A dozen of the creatures inhabited this chamber, crouched on their haunches, arms moving side to side as though they were obsessively polishing the floor.

She circled the chamber, keeping well back from the rim. She blew on her rope’s end, causing flame to rise, and lifted her torch to see what was inside one of the holes.

The flame reflected back at her, revealing a metallic object, like a sheet of bronze or iron, curled up exactly in the manner of a scroll.

The creatures ignored her. One squatted nearby and, cautiously, she moved close enough to get a good look at what it was doing. It had unrolled one of those sheets and was running its fingers up and down gashes and gouges torn into the fabric. The sheets were as long as her arm span and a third as wide, yet as thin as Jinna paper. How could such an object lie flat after it had been rolled up so tightly? What magic—or smithcraft—was at work here?

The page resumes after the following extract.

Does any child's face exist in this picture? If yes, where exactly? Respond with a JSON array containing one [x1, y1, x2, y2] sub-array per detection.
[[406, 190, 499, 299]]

It took no notice of her scrutiny. None of them did. They did not lift their heads and sight, not as creatures did in the world above, the world of light and air. If the pool’s glow was visible to them, she saw no sign of it.

But she recognized immediately what they were doing. Their task was like breath to her. She would have known that action anywhere, the way their fingers flowed along the lines. In the deeps, such creatures needed no light. They did not exist in light, not as she did. Their way was not so different from the mechanism she used, although she relied as well on her eyes for tracking and her lips for speaking each word as it crossed above the pointing finger.

They were reading, and this was a library.